If there is traditional preferred, there is coupon and pre-determined % participation in the waterfall. I don't know how IRR increase will help by pre-paying this stack, and more likely, you can't pre-pay beyond coupon.
If the capital stack is structured like a typical PE deal where the PE-GP has carried interest beyond a hurdle rate to the LP, then the PE-GP (in this case you as the searcher is PE-GP) will benefit by using the excess cash flow to pay the LP b/c it will improve the IRR to LP, which in turn will increase the $ value of your carried interest. However, most PEs I have talked to have said that playing such games with sophisticated LPs is unhealthy in long run. PEs prefer to pay down LOC with excess cash, keep some liquid reserve and then, if there is excess cash flow, pay down the Term Debt rather than use the excess operating cash flow to repay LPs. Above comment does not apply to proceeds of a portfolio exit.
So, in short, I agree with your premise of enhanced IRR. However, imo, it does not apply to traditional "preferred" or mezzanine. It does work with carried interest structure, but entrepreneurs may not do so to maintain future relationship with investors.

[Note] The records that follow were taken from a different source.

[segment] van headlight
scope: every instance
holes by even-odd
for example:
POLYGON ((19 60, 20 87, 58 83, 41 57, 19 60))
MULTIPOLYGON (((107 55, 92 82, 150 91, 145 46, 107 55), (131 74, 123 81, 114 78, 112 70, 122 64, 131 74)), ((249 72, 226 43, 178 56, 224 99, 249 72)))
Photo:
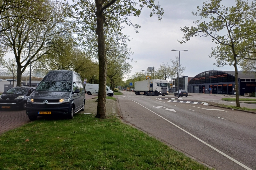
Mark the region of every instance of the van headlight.
POLYGON ((20 96, 14 99, 15 100, 18 100, 18 99, 23 99, 25 97, 25 96, 20 96))
POLYGON ((28 102, 33 103, 34 102, 34 99, 29 99, 29 98, 28 99, 28 102))
POLYGON ((59 103, 67 103, 69 102, 70 101, 70 98, 69 99, 60 99, 59 101, 59 103))

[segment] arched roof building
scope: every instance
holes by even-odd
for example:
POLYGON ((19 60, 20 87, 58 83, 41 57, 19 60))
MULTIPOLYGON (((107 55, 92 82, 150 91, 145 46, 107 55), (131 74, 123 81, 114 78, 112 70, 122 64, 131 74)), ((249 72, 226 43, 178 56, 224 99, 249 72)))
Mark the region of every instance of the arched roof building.
MULTIPOLYGON (((256 75, 253 71, 238 71, 239 95, 255 92, 256 75)), ((198 74, 189 82, 189 93, 234 95, 236 94, 234 71, 209 70, 198 74), (210 88, 210 91, 209 88, 210 88)))

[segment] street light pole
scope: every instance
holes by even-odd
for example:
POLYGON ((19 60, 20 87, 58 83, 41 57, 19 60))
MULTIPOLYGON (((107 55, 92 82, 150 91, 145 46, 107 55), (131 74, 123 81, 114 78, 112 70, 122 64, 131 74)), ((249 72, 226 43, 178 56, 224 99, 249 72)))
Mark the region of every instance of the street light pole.
POLYGON ((31 60, 30 58, 30 43, 33 43, 35 42, 40 42, 40 41, 37 40, 33 41, 32 42, 29 42, 29 49, 28 50, 28 54, 29 56, 29 87, 31 87, 31 60))
POLYGON ((186 50, 184 50, 179 51, 179 50, 172 50, 172 51, 177 51, 179 52, 179 72, 178 73, 178 98, 179 98, 179 58, 180 56, 180 52, 181 51, 188 51, 186 50))

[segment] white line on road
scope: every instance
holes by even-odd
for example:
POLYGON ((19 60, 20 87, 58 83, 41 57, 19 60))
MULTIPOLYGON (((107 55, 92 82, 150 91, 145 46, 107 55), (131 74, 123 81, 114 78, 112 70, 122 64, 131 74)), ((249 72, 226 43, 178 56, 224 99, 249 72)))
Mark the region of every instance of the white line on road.
POLYGON ((152 112, 153 113, 155 114, 156 115, 157 115, 157 116, 158 116, 159 117, 160 117, 161 118, 163 118, 163 119, 164 119, 164 120, 166 120, 166 121, 167 121, 168 122, 169 122, 169 123, 170 123, 172 125, 174 125, 174 126, 176 126, 176 127, 177 127, 178 128, 179 128, 179 129, 180 129, 182 130, 183 131, 185 132, 186 133, 187 133, 189 135, 190 135, 191 136, 192 136, 192 137, 194 138, 196 138, 196 139, 197 139, 199 141, 200 141, 200 142, 201 142, 202 143, 203 143, 204 144, 205 144, 206 145, 207 145, 207 146, 208 146, 208 147, 210 147, 210 148, 211 149, 212 149, 214 150, 215 150, 217 151, 217 152, 219 152, 219 153, 220 153, 222 155, 223 155, 224 156, 226 156, 226 157, 227 157, 227 158, 228 158, 230 160, 231 160, 232 161, 233 161, 234 162, 235 162, 237 164, 238 164, 238 165, 239 165, 240 166, 241 166, 242 167, 243 167, 243 168, 245 168, 246 169, 247 169, 247 170, 252 170, 252 169, 251 169, 250 168, 249 168, 248 166, 246 166, 246 165, 244 165, 242 163, 241 163, 240 162, 239 162, 238 161, 237 161, 236 160, 234 159, 233 159, 233 158, 231 157, 230 157, 229 156, 228 156, 228 155, 227 154, 226 154, 225 153, 223 153, 222 152, 221 152, 217 148, 214 148, 214 147, 213 146, 212 146, 211 145, 210 145, 210 144, 208 144, 208 143, 206 143, 206 142, 205 142, 204 141, 203 141, 203 140, 201 140, 201 139, 199 139, 199 138, 198 138, 197 137, 196 137, 195 136, 193 135, 192 134, 191 134, 191 133, 189 133, 187 131, 186 131, 186 130, 185 130, 183 129, 182 129, 182 128, 181 127, 180 127, 179 126, 177 126, 177 125, 175 125, 172 122, 170 122, 170 121, 169 121, 169 120, 167 120, 167 119, 166 119, 165 118, 164 118, 163 117, 161 116, 160 116, 160 115, 158 115, 156 113, 155 113, 154 112, 153 112, 151 110, 148 109, 148 108, 147 108, 146 107, 145 107, 145 106, 143 106, 142 105, 141 105, 141 104, 140 103, 137 103, 137 102, 136 102, 135 101, 134 101, 133 100, 131 100, 134 102, 135 102, 136 103, 137 103, 137 104, 139 104, 141 106, 142 106, 143 107, 144 107, 144 108, 146 108, 146 109, 147 109, 149 111, 150 111, 151 112, 152 112))
POLYGON ((197 107, 197 108, 201 108, 203 109, 205 109, 205 110, 216 110, 216 111, 224 111, 224 112, 228 112, 227 111, 225 111, 225 110, 220 110, 220 109, 206 109, 206 108, 201 108, 201 107, 197 107, 196 106, 192 106, 193 107, 197 107))
POLYGON ((218 117, 218 118, 219 118, 220 119, 224 119, 224 120, 227 120, 226 119, 224 119, 224 118, 222 118, 221 117, 217 117, 217 116, 215 116, 216 117, 218 117))

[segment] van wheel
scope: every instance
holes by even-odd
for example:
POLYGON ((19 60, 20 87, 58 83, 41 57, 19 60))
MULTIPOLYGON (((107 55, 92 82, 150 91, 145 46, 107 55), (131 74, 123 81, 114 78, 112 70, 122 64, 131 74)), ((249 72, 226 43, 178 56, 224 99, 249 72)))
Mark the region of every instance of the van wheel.
POLYGON ((37 118, 37 116, 29 116, 28 118, 31 121, 34 121, 37 118))
POLYGON ((72 119, 74 117, 74 106, 72 106, 71 107, 71 110, 70 112, 68 113, 68 118, 69 119, 72 119))
POLYGON ((83 102, 83 108, 81 110, 82 111, 83 111, 84 110, 84 105, 85 104, 85 101, 84 101, 83 102))

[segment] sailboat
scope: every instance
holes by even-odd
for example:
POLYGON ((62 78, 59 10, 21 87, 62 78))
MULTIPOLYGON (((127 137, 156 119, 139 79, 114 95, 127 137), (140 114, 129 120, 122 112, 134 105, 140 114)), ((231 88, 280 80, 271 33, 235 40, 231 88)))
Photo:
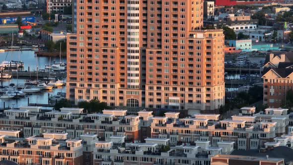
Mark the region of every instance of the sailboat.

(Note: In most of the deals I have worked on, the IRR enhancement is marginal, may be few points..)
commentor profile
Reply by a searcher
in Alpharetta, GA, USA
Peter it’s very simple - as you noted the docs are cov light. As long as you make your monthly loan payment on time there is no restriction on what you do. Obviously you’re giving a personal guarantee, so if you choose to make distributions which weaken the business liquidity to a point where default becomes a possibility, then you are an idiot and there’s not much to be done for that. In brief, the personal guarantee is the best defense that the SBA has and that is why they require it.